Press Release: Commemoration of the 100th Anniversary of the Beginning of World War I
(Embargoed until 8 July 2014 at 6:30 pm EDT)
To mark the 100th anniversary of the beginning of the First World War (WW1) as the seminal catastrophe of the 20th century, France and Germany will organize a commemorative event on 8 July at the Headquarters of the United Nations. The event will be the only commemoration of WW1 that will bring all the Member States of the United Nations together. The goal is to send out a joint message of peace and reconciliation through a speech by Secretary General Ban-Ki Moon as well as musical performances and readings from letter and diaries of participants of WW1.

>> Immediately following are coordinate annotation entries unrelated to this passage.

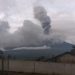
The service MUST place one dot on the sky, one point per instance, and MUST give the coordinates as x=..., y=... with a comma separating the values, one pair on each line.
x=61, y=12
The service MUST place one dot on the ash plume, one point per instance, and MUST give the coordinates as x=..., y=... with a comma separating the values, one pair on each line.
x=41, y=14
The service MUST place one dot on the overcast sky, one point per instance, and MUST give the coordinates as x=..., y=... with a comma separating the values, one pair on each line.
x=61, y=12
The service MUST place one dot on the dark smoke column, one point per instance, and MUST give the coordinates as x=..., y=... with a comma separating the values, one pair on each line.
x=41, y=14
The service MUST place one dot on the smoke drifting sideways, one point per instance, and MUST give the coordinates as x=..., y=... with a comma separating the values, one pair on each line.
x=30, y=34
x=41, y=15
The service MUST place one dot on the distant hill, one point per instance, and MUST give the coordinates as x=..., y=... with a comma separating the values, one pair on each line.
x=36, y=52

Secretary-General General Ban Ki-moon notes that, “The First World War was supposed to have been the war to end all wars. The battlefields of the Somme, Gallipoli, Passchendaele, Ypres and Verdun form just part of the human roll-call of carnage and unconscionable casualties etched into our collective memory. The past we inherit; a better and more peaceful future we seek to build.” (Check against delivery)
Germany’s Ambassador to the United Nations, Harald Braun, characterizes the outbreak of the First World War as “the woeful tale of the failure of diplomacy.” Ambassador Braun points out that “for me, the key lesson of 1914 is that cooperation and dialogue must prevail over confrontation and isolationism. This is even more valid today, in our globalized, inter-connected world.”
For Gérard Araud, Ambassador of France to the United Nations, “the First World War tragically revealed the need for an international organization gathering all countries to ensure world peace. It first led to the creation of the League of Nations and, eventually, learning from its flaws, to the United Nations”.
The event will feature a performance by musicians from the Grammy-award winning ORPHEUS Chamber Orchestra of pieces by Samuel Barber, Ludwig van Beethoven and Maurice Ravel. The lives of these three composers were all marked by the wars of their times. The selected pieces reflect humanity’s continued quest for peace and the otherworldly nature of human bonds.